The Australian by Peter Rudegeair and Telis Demos (April 28, 2016)

Lending Club is planning its first sales of bonds backed by its unsecured loans, as the largest US online lender looks for new funding sources in a challenging ­market.

The San Francisco firm has been working with Goldman Sachs and Jefferies Group on the offerings, which are slated to be discussed with potential investors as early as this week, sources said. It would be an important test of investor appetite for the kinds of consumer loans that investors have grown more discerning of for much of the year.

Lending Club, which started in 2006 as an online peer-to-peer marketplace where individual investors lend money to individual borrowers, is one of the only large online lenders that hasn’t actively pursued securitisation deals as a means to ramp up growth.

But the firm has failed to win over investors since a much-anticipated 2014 initial public stock offering. Lending Club shares lost a third of their value since the start of 2016 and 60 per cent over the past 12 months, before rallying 1 per cent in trading yesterday.

The company led by CEO Renaud Laplanche would be particularly hard hit if investor demand for its loans were to wane. It derives the majority of its revenue from fees it charges borrowers, as opposed to interest collected over the life of the loans, and the company projected in February that 2016 revenue would be 72 per cent greater than it was a year earlier.

In the past, Lending Club loans have been securitised indirectly. Other financial firms, such as the hedge fund Eaglewood Capital Management, have resold Lending Club loans via securitisations without the company’s partici­pation.

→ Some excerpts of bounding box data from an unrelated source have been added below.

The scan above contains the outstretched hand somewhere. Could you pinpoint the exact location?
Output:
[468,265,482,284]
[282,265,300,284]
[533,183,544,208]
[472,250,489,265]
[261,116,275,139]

“It’s a key part of diversifying funding sources,” said James Gutierrez, chief executive of Insikt, an online lending and securitisation platform. Insikt in November independently placed a $US46 million securitisation, backed by loans it bought from Lending Club, with wealthy individual investors.

He said it would be smart for Lending Club to be closely involved with the structuring of the offering, rather than remain on the sidelines. “They can customise (the deal) in a way they think works best for investors,” he said.

But the online lender is looking to embrace securitisation at a time when the overall industry is dialling back new issuance. In the first quarter, $US1.5 billion ($1.94bn) worth of securitisations backed by online loan pools were sold to investors, down 21 per cent from the $US1.9bn sold in the fourth quarter of 2015, according to PeerIQ, an online lending data and analysis firm.

Other lending companies including Prosper Marketplace and Social Finance have looked for alternatives to securitisations to expand investor appetite for their loans.

Some details of the potential Lending Club arrangement, such as the exact structure and number of potential transactions, couldn’t be determined.

Goldman Sachs was expected to advise on the packaging of Lending Club loans to borrowers with better credit scores, and Jefferies, a unit of Leucadia National, was expected to do the same for the loans to less creditworthy borrowers, sources said.

Recent securitisation transactions that have been sold to investors were largely done at much higher yields, reflecting concerns about the creditworthiness of borrowers and the economy. Buyers of a March bond offering based on Prosper Marketplace loans demanded yields as much as five percentage points higher than a similar deal late in 2015.

Lending Club’s Mr Laplanche previously has touted the company’s relative independence from the whims of bond investors in securitisation markets as a selling point.